The FTC says in the release that “landlords increasingly use algorithms to determine their prices, with landlords reportedly using software like ‘RENTMaximizer’ and similar products to determine rents for tens of millions of apartments across the country.

“Efforts to fight collusion are even more critical given private equity-backed consolidation among landlords and property management companies. The considerable leverage these firms already have over their renters is only exacerbated by potential algorithmic price collusion. Algorithms that recommend prices to numerous competing landlords threaten to remove renters’ ability to vote with their feet and comparison-shop for the best apartment deal around.”

Agreeing to use an algorithm is an agreement

The FTC says “In algorithmic collusion, a pricing algorithm combines competitor data and spits out the suggested ‘maximized’ rent for a unit given local conditions. Such software can allow landlords to collude on pricing by using an algorithm – something the law does not allow in real life.

“When you replace once-independent pricing decisions with a shared algorithm, expect trouble. Competitors using a shared human agent to fix prices? Illegal.

“Doing the same thing but with an agreed-upon, shared algorithm? Still illegal. It’s also irrelevant that the algorithm maker isn’t a direct competitor if you and your competitors each agree to use their product knowing the others are doing the same in concert,” the FTC says in the release.

Price deviations don’t immunize conspirators

“Some things in life might require perfection, but price-fixing arrangements aren’t one of them,” the FTC says in the release.

“Just because a software recommends rather than determines a price doesn’t mean it’s legal. Setting initial starting prices or recommending initial starting prices can be illegal, even if conspirators deviate from recommended prices. And even if some of the conspirators cheat by starting with lower prices than those the algorithm recommended, that doesn’t necessarily change things. Being bad at breaking the law isn’t a defense.”

The rental housing industry is not alone

The FTC release says that the rental housing industry is not alone in using potentially illegal collusive algorithms.

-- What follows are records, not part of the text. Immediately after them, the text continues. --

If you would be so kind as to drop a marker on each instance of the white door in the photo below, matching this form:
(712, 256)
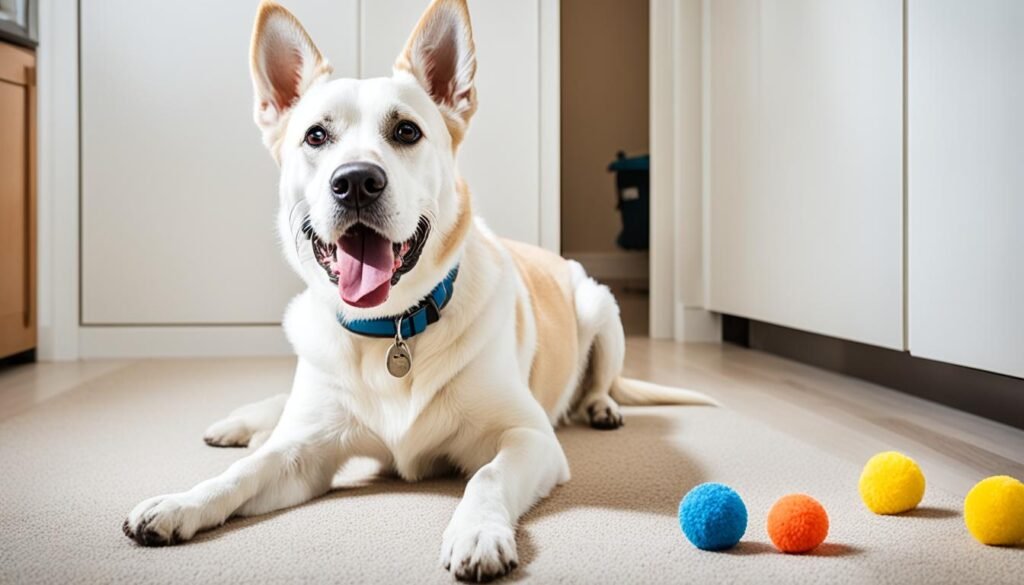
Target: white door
(178, 195)
(966, 182)
(806, 165)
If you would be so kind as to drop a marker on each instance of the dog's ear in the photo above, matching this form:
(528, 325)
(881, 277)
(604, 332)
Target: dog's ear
(441, 55)
(285, 63)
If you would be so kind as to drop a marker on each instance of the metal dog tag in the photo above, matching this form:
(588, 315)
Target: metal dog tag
(399, 358)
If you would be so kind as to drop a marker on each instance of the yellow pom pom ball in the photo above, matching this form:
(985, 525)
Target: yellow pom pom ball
(993, 511)
(891, 483)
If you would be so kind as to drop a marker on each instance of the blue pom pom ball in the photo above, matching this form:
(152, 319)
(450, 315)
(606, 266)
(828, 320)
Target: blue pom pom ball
(713, 516)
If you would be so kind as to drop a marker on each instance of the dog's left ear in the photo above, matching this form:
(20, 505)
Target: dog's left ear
(441, 55)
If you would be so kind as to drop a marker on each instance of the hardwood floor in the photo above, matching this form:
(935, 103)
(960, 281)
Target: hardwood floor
(849, 418)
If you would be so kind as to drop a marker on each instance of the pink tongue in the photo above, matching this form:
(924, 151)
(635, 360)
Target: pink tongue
(365, 264)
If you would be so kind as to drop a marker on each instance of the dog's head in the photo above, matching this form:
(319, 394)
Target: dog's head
(372, 209)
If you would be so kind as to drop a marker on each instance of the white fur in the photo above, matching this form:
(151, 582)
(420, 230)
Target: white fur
(467, 403)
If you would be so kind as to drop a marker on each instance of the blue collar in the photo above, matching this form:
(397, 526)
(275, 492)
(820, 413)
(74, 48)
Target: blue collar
(414, 321)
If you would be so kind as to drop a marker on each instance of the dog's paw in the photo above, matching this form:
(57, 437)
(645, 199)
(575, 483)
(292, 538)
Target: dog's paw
(604, 414)
(230, 431)
(163, 520)
(479, 552)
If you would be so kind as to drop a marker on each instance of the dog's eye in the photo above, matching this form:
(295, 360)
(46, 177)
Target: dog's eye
(315, 135)
(408, 133)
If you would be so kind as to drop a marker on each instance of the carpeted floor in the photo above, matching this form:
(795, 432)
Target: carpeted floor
(73, 467)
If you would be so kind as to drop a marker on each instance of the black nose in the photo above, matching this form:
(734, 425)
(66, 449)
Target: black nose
(357, 184)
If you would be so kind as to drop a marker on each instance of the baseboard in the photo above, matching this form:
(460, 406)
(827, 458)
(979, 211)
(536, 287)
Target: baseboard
(694, 325)
(991, 395)
(620, 264)
(190, 341)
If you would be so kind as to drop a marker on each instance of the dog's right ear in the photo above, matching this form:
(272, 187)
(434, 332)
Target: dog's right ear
(285, 63)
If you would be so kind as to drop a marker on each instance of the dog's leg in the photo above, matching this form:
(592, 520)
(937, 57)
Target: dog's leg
(296, 464)
(479, 542)
(247, 426)
(600, 331)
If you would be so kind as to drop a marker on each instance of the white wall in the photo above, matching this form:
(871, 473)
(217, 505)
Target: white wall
(806, 225)
(966, 182)
(178, 195)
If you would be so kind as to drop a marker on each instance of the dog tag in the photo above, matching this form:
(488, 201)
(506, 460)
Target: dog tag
(399, 360)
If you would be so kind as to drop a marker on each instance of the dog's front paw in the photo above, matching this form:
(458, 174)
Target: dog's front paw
(479, 552)
(230, 431)
(163, 520)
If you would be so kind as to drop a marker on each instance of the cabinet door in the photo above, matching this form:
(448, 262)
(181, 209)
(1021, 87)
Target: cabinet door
(806, 165)
(179, 196)
(966, 182)
(500, 158)
(17, 201)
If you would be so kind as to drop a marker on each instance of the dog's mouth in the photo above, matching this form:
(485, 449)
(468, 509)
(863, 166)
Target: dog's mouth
(366, 264)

“The Department of Justice has previously secured a guilty plea related to the use of pricing algorithms to fix prices in online resales, and has an ongoing case against sharing of price-related and other sensitive information among meat-processing competitors. Other private cases have been recently brought against hotels and casinos.

“Technology is a promise. Used correctly, it can make our lives healthier, safer, and more efficient. But its efficiency can also be used by bad actors to crush competition or bilk consumers in novel ways. No matter the tool law violators use, the FTC and the Department of Justice stand vigilant on the side of consumers and competition,” the release says.

Several lawsuits have been filed in different states against RealPage, Inc. and other major residential apartment landlords alleging price-fixing and conspiring to illegally raise rents

In 2023, ProPublica revealed that the RealPage software used algorithms to maximize profits, which experts stated could violate antitrust laws. RealPage has denied the allegations.

Hannah Garden-Monheit is director of the FTC’s Office of Policy Planning and Ken Merber is deputy assistant director of the FTC’s Anticompetitive Practices II Division.